The hot temperatures are coming to an end, and winter is just starting. If you have a diesel truck, it should serve you anytime, despite the seasonal change. For your truck to give you better and exemplary services during winter, there is no shortcut, but you must prepare it. Remember basic preparations such as checking the health of your battery, changing oil, adding anti-gel fuel additive to the tank, and many more. As soon as you finish reading this guide, you will know all the preparations you need to perform for your truck as the cold weather approaches.
Check Your Batteries
The lifespan of a standard battery is between two to five years. After using your truck during summer, when liquid evaporation and corrosion are common, the cold winter kills the battery that has been weakened during summer very fast. It is, therefore, necessary to check the health of your battery as soon as the season starts to change.
A multimeter is an essential gadget to check your battery’s health. To use it, ensure your engine is off and connect it to the leads of your battery. A healthy battery usually reads 12.6 voltage or more when the engine is running. But if the multimeter readings are below 10 volts, your battery is in a critical condition, and you should change it.
Change the Fuel Filters
Most freezing in diesel trucks occurs around the fuel filters.
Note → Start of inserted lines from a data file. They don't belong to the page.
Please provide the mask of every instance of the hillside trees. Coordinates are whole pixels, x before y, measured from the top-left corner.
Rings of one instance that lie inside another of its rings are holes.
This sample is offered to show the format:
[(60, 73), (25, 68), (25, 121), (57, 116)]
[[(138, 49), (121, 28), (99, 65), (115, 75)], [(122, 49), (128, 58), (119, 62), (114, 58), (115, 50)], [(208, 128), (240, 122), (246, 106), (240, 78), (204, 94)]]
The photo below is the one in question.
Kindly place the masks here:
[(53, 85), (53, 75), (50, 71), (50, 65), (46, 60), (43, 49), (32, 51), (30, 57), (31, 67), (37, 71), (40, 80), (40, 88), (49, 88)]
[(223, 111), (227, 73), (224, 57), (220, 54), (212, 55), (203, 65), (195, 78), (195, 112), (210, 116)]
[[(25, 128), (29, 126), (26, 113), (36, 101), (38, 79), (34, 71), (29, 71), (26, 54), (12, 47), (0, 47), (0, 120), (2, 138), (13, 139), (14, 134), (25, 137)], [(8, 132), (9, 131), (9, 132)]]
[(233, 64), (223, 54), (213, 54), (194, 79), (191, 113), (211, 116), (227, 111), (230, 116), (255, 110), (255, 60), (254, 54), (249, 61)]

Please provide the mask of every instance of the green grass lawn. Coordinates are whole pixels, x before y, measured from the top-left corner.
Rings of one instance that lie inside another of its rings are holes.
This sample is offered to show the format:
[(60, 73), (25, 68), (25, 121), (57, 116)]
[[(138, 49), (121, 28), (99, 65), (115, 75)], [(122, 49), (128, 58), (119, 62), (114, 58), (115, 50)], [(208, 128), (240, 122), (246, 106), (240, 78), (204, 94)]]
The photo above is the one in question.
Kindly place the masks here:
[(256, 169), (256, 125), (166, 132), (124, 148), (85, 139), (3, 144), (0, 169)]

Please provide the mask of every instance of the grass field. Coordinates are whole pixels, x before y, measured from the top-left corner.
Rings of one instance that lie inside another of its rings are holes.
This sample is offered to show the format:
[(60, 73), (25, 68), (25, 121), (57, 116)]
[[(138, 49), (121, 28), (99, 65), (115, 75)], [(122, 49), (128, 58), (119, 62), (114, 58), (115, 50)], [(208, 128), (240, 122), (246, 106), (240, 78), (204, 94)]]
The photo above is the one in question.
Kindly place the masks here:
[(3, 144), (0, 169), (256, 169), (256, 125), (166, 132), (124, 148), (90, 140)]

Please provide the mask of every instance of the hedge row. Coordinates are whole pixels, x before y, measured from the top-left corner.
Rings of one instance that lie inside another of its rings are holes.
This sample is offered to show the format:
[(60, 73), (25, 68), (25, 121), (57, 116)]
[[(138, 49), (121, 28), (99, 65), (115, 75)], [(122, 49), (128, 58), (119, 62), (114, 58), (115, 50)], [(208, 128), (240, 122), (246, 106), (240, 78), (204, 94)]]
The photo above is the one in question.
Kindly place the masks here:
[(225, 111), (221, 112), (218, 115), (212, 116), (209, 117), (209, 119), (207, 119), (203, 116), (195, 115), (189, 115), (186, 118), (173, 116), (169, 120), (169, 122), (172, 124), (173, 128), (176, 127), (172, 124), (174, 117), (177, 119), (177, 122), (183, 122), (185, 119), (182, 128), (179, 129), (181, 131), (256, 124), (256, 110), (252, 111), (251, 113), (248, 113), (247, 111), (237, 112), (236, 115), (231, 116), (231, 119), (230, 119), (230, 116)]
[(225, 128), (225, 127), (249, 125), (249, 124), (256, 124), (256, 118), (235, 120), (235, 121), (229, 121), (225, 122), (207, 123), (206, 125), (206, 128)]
A very minimal amount of diesel remains in your filter when your diesel stays overnight. Installing a new fuel filter is not an assurance that you won’t have gelling issues, but doing this will give you a fresh start. Changing the fuel filter before winter saves you from doing the job during the cold weather. Also, you must keep an extra fuel filter in your truck.
Use Anti-Gel Fuel Additive in Winter
Even diesel fuel blended to work better during winter can reach its limits and start to gel up when it is freezing. There are always no standard temperatures that diesel fuel begins to gel due to the difference in the diesel quality and the degree of exposure of various trucks. For this reason, you must use a fuel additive during winter; the best is all season or the one designed for winter. Such additives prevent diesel from gelling up in the fuel tank.
Test the Condition of Your Block Heater
During extreme winter, block heaters are usually life savers. The bad news is that most diesel truck owners never realize that their block heater needs to be functional. It is easy to test if your block heater is functional.
You need to clean the prong plugs, use a multimeter set in ohms, and attach it to the plugs of the prongs. A working block heater will read between 9 to 25 ohms. When it is faulty, it will give readings below 9 ohms.
Winter weather usually freezes everything and might end up freezing your truck, so preparing your truck for winter is essential. It is also necessary to do tire changes in preparation for winter. Fix winter tires for better traction.